E allora, ecco la suggestione leghista. Tenere duro nella trattativa con la Commissione europea, criticare la mollezza di Giuseppe Conte. “Che senso ha – ragionano i salviniani – scongiurare una procedura d’infrazione che ci imporrebbe dei tagli, se per scongiurarla devi farli lo stesso, quei tagli?”. Come a dire, insomma, che austerità per austerità, meglio almeno salvare la faccia e mostrare il petto gonfio e il mento alto contro la perfida Europa. Significherebbe rischiare, certo.
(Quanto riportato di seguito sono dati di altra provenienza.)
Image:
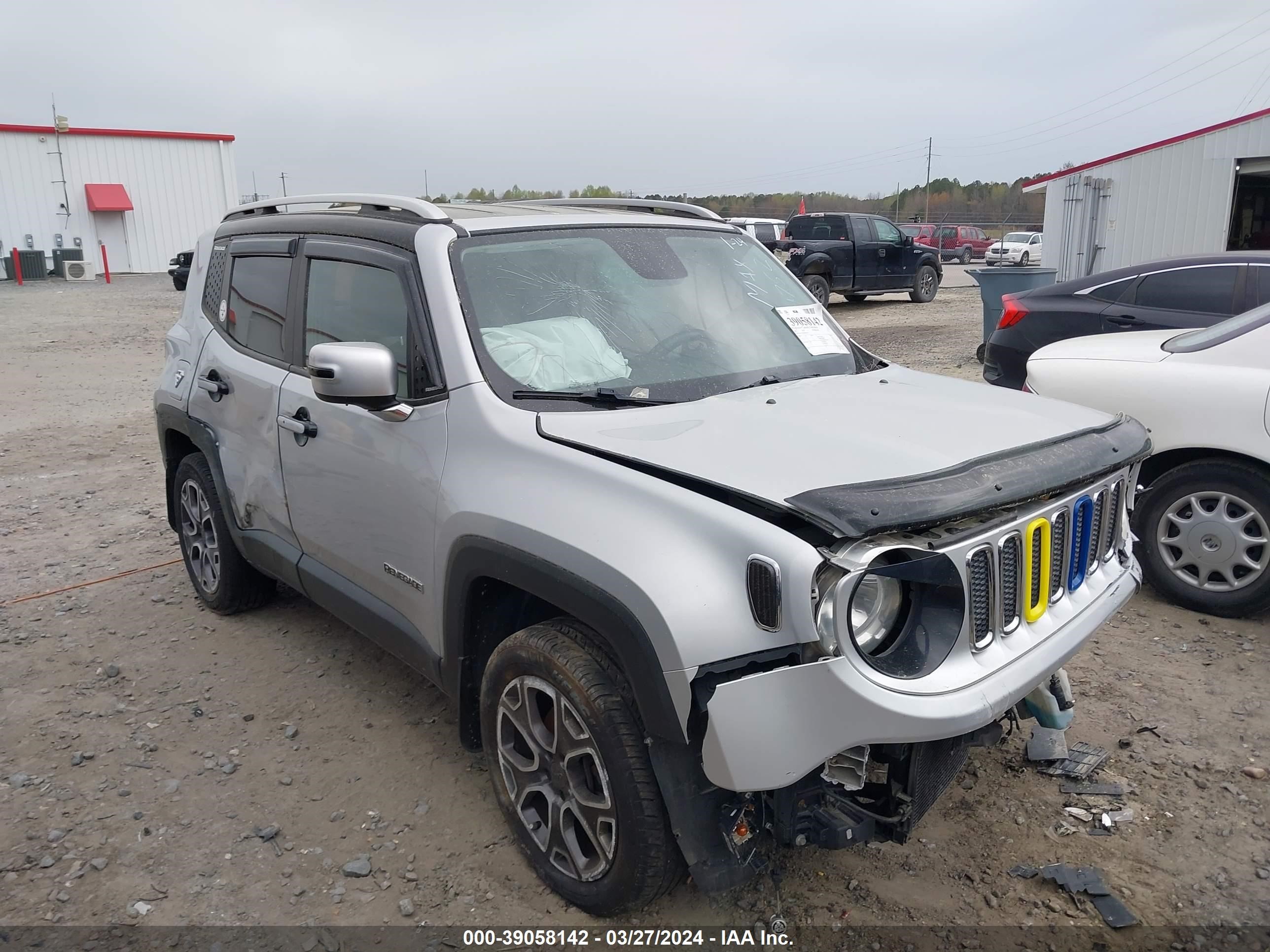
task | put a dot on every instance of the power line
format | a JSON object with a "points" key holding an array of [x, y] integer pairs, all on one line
{"points": [[808, 168], [1126, 100], [1110, 92], [1127, 112], [1254, 91]]}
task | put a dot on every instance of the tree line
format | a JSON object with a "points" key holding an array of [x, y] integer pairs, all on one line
{"points": [[949, 201]]}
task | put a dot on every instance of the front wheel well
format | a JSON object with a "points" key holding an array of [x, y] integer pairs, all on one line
{"points": [[1158, 465], [495, 611]]}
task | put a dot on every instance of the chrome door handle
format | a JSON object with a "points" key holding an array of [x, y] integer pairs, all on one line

E soprattutto stanare i grillini. “Ci starebbero, loro, a resistere sul serio?”, si domandano i deputati della Lega. “Significherebbe resistere anche dopo l’estate, mica solo fino a metà luglio”. E dunque eccolo, l’escamotage per prolungare il ricatto. “A Salvini non gliene frega molto, della ‘finestra elettorale’. Se decide di rompere – confessa un ministro del Carroccio – lo fa anche ad agosto”. Ma a quel punto, votare nel 2019 sarebbe impossibile, e l’unica alternativa sarebbe un governo tecnico. “Ma chi lo voterebbe? Mattarella ci ha già provato, con Cottarelli. E i voti per la fiducia non c’erano”, ragionano i leghisti. “Dunque, se questa alleanza proprio non regge più, si dovrà per forza andare a votare, anche dopo la fine di settembre”. Significherebbe esercizio provvisorio, con tanto di – inevitabile – attivazione delle clausole di salvaguardia: il che, in ogni caso, consentirebbe di provare comunque a farla senza attribuirsela, una manovra finanziaria dolorosa. Una terapia d’urto, o forse solo una minaccia in più da usare contro il M5s.